Analysts at Bancorp Securities Limited, one of Nigeria’s leading investment research consulting firms, said that they expected cautious trading to continue this week in the equities market pending any significant changes in the both the market and economic indicators/conditions.
The prediction was contained in the firm’s Weekly Stock Recommendations: April 11th – 15th, 2022 sourced by our correspondent.
The company noted that Nigerian equities market closed trading activities for last week on a decline, as investors sell-off sentiment was dominant in three of the five trading days, consequently the NGX All-Share Index and Market
It also recalled that capitalization depreciated by 0.45% to close the week at 46,631.5 points and N25.13 trillion respectively. Likewise, YTD moderated to 9.2% (previously 9.7%).

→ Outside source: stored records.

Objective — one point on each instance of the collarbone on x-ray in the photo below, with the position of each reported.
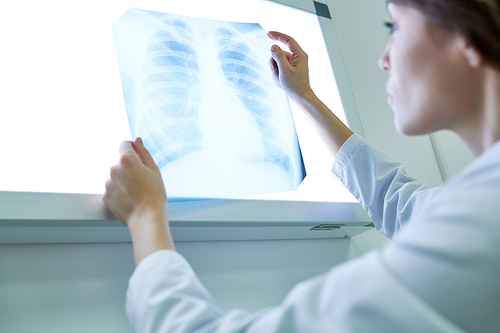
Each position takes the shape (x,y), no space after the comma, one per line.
(200,94)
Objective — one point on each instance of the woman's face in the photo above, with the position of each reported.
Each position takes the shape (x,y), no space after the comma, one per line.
(429,85)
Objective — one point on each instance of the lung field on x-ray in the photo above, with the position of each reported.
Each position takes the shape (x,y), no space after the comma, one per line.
(200,94)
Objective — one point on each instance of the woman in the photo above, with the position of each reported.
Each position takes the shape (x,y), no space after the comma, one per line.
(441,273)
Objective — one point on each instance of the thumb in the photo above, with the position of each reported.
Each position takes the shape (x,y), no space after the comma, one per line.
(144,154)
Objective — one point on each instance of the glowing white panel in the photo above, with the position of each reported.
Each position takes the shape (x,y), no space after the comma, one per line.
(63,111)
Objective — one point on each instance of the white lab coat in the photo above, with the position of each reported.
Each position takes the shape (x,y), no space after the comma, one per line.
(441,273)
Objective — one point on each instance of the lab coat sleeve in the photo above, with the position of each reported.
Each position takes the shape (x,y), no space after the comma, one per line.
(359,296)
(382,187)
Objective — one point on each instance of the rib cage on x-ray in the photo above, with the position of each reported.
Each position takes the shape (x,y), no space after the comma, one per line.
(164,60)
(170,92)
(242,69)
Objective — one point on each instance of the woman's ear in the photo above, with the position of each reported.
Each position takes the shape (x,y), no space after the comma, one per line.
(474,58)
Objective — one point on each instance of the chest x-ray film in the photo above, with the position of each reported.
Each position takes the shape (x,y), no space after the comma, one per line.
(201,95)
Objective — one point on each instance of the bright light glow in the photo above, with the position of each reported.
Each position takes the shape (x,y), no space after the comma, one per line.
(63,112)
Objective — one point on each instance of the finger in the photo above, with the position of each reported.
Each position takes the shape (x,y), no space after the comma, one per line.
(293,46)
(279,57)
(126,148)
(275,71)
(144,154)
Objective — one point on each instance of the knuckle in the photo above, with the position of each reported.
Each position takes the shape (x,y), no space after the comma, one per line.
(126,159)
(112,172)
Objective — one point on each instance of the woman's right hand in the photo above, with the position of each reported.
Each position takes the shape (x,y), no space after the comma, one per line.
(290,67)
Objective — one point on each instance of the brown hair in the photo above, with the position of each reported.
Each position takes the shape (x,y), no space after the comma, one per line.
(477,20)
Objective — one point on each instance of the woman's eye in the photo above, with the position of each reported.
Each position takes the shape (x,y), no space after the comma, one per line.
(391,26)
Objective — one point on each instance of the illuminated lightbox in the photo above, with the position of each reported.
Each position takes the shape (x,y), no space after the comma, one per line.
(201,95)
(67,101)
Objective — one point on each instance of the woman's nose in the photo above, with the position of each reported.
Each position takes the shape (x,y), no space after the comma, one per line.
(383,62)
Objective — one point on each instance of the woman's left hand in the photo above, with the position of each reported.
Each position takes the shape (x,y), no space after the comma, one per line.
(135,194)
(135,185)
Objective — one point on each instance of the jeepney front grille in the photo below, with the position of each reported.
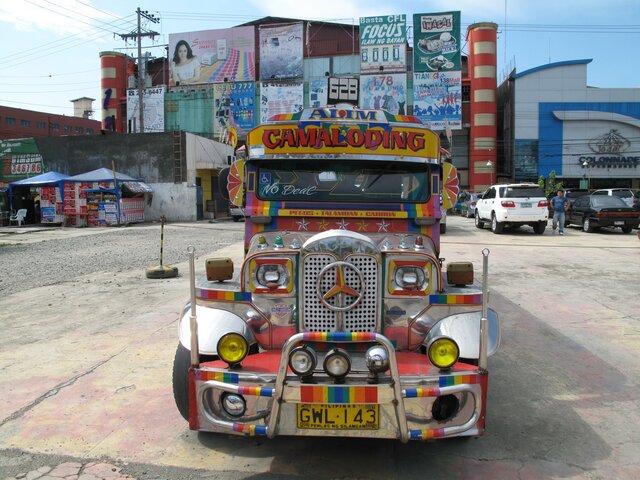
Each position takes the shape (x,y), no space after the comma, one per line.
(317,318)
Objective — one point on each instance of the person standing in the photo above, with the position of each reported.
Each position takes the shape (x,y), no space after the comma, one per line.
(560,205)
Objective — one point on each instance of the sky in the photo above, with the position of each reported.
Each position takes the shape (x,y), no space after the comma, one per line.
(50,48)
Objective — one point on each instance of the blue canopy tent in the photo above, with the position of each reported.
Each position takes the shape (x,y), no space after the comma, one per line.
(48,179)
(121,183)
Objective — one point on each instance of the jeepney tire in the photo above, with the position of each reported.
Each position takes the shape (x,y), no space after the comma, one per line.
(181,364)
(479,223)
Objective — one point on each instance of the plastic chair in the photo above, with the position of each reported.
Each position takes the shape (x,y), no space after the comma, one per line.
(18,217)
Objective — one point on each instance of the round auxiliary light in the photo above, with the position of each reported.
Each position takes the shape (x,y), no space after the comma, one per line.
(443,352)
(232,348)
(337,363)
(233,404)
(302,361)
(377,359)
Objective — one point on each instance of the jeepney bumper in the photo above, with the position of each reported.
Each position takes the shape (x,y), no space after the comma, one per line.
(412,401)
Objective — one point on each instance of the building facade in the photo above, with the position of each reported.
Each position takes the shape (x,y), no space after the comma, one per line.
(554,122)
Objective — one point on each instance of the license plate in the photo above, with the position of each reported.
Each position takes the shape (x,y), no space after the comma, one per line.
(338,416)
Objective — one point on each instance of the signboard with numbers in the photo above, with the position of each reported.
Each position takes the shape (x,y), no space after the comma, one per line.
(343,90)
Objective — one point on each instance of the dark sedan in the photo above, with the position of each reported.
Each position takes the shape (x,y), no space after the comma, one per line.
(594,211)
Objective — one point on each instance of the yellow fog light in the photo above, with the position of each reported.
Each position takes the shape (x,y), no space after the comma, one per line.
(443,352)
(232,348)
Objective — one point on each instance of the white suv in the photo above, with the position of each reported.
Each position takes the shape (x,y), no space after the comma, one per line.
(513,205)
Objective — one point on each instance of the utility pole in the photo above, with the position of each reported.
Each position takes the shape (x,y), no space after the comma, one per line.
(138,36)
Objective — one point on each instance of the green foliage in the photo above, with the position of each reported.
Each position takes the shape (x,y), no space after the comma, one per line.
(550,185)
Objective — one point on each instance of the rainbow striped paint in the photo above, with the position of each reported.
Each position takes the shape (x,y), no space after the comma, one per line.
(256,391)
(473,299)
(251,430)
(206,375)
(339,337)
(426,433)
(338,394)
(451,380)
(223,295)
(421,392)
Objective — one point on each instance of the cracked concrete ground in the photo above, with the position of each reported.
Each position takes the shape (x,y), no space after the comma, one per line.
(86,376)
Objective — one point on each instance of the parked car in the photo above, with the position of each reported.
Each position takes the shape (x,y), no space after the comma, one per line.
(511,206)
(468,208)
(624,193)
(594,211)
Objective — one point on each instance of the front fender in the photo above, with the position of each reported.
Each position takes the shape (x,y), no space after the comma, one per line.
(213,323)
(464,328)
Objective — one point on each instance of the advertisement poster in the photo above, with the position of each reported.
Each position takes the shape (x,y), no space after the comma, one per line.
(280,98)
(436,42)
(388,92)
(20,159)
(437,99)
(153,110)
(281,52)
(212,56)
(318,89)
(234,105)
(383,44)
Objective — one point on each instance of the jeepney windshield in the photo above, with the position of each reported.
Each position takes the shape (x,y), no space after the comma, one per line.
(334,180)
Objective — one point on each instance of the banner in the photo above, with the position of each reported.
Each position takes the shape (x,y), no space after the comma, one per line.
(387,92)
(20,159)
(436,42)
(383,44)
(281,52)
(212,56)
(280,98)
(437,99)
(234,106)
(153,102)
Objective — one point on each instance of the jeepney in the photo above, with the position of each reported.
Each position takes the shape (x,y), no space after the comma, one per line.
(343,319)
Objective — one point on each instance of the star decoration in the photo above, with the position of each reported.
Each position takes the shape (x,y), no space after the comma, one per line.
(342,224)
(382,226)
(302,224)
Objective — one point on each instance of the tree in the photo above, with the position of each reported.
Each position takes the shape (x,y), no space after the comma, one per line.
(550,185)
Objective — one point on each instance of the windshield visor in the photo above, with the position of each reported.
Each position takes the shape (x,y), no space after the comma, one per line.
(343,181)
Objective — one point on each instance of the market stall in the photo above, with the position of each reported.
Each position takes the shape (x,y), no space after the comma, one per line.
(41,196)
(103,197)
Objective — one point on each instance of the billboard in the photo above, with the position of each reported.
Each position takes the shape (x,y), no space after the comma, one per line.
(234,106)
(436,42)
(388,92)
(437,99)
(20,159)
(212,56)
(281,52)
(280,98)
(153,102)
(383,44)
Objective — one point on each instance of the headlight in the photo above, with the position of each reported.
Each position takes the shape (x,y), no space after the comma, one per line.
(302,361)
(271,275)
(232,348)
(337,364)
(409,277)
(233,404)
(443,352)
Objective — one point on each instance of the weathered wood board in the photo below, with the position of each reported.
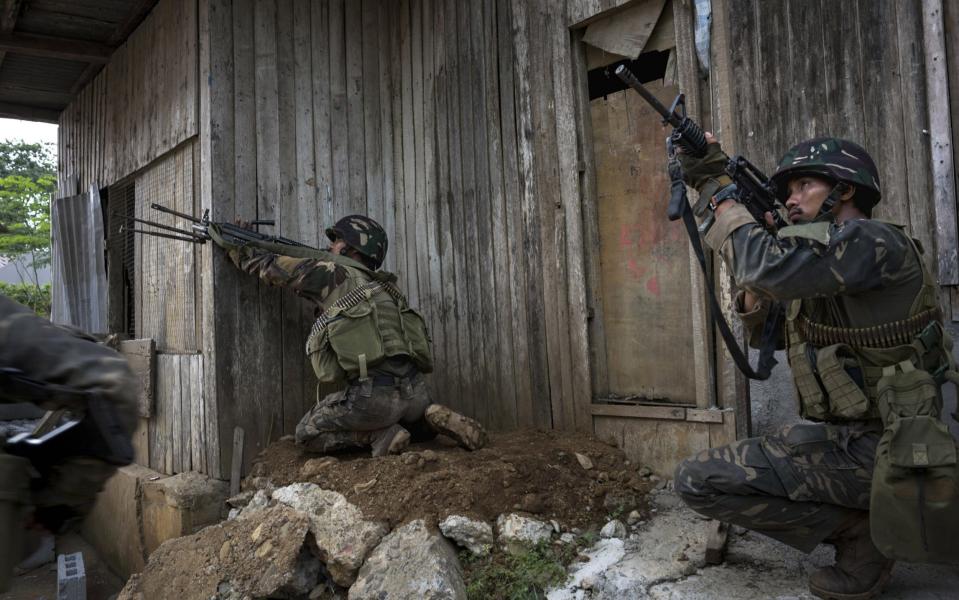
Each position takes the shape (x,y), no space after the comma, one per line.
(644,257)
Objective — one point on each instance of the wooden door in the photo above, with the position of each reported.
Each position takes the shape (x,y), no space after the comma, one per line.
(645,266)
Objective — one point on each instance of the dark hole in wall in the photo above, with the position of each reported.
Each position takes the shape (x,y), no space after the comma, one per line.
(650,66)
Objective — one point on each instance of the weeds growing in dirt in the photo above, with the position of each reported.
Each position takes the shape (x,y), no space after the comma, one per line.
(525,574)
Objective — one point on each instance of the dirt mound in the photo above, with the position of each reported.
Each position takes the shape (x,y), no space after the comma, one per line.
(534,472)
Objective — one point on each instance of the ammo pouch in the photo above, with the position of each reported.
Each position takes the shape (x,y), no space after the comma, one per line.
(349,337)
(914,504)
(829,382)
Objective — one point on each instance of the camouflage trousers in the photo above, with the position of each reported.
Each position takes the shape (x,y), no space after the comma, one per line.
(360,414)
(797,486)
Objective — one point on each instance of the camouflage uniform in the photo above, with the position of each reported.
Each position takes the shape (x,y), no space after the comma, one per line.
(46,353)
(800,485)
(393,396)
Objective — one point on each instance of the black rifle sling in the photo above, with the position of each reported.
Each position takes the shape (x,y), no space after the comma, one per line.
(767,360)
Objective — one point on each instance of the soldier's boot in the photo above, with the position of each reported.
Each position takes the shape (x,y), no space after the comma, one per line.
(392,440)
(465,431)
(860,572)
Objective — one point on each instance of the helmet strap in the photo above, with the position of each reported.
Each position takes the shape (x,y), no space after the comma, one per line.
(830,202)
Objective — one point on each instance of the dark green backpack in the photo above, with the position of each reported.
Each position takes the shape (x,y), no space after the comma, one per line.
(914,506)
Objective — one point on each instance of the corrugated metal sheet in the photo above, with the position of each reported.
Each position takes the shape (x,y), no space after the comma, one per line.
(79,277)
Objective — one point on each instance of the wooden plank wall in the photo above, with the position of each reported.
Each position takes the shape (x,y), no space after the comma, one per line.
(452,123)
(141,105)
(167,290)
(176,431)
(860,75)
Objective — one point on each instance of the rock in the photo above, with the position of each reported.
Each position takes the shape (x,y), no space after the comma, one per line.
(584,461)
(258,502)
(224,562)
(362,487)
(241,499)
(613,529)
(476,536)
(532,503)
(260,483)
(517,528)
(619,501)
(411,562)
(315,466)
(342,536)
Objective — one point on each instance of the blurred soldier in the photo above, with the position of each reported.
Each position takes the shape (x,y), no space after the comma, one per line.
(859,301)
(51,481)
(366,336)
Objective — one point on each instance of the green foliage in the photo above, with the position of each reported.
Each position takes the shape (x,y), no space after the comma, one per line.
(524,575)
(27,180)
(28,294)
(32,161)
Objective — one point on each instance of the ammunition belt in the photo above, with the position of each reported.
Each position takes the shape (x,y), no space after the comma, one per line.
(353,298)
(887,335)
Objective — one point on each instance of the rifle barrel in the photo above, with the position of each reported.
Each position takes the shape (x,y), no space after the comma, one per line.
(195,240)
(162,208)
(154,224)
(629,79)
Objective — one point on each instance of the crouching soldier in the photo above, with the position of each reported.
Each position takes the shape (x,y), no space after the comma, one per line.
(51,481)
(873,472)
(367,337)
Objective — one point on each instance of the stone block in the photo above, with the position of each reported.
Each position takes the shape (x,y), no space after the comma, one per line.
(113,526)
(71,577)
(180,505)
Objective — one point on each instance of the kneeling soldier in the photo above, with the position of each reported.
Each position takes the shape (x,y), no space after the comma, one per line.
(366,336)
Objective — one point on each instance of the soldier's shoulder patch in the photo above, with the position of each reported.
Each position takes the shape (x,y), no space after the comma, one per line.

In similar trend, total value declined by 20.2% to N10.8bn, while total volume was down by 11.8% to 1.14bn units. Trading in the top three equities were Fidelity Bank Plc, Transnational Corporation Of Nigeria Plc, and Zenith Bank Plc accounting for 40.01% of the total equity volume.
Bancorp Securities also noted that profit-taking witnessed in the week was mirrored in the sectorial performance as major indices finished lower except NGX Oil/Gas which was up by 3.14%w/w followed by NGX Banking index with 1.51% gain on the back of buying interest in CONOIL, ARDOVA, WEMA BANK and GTCO.
It further reported that Insurance, Consumer Goods and Industrial indices were down by 0.21%, 0.35% and 0.42% w/w respectively on the back of price decline in CORNERSTONE, WAPIC, NASCON and LAFARGE AFRICA.
The firm’s analysts recommended GTCO, WAPCO, ZENITH, FLOURMILL as ‘Strong Buy’ for investors based on the recent performances of the companies, especially in year-on-year gross earnings and revenues, amongst other assessment indices.
For instance, the firm’s experts projected on GTCO: “In 2022, we estimate the group’s earnings to rebound, aided by higher treasury yields and risk asset development.
“Furthermore, the company is trading at a significant discount and historical valuation after losing 19.6% in 2021. Investors will find this to be an appealing starting point. As a result, we retain our BUY rating on the stock”, they added.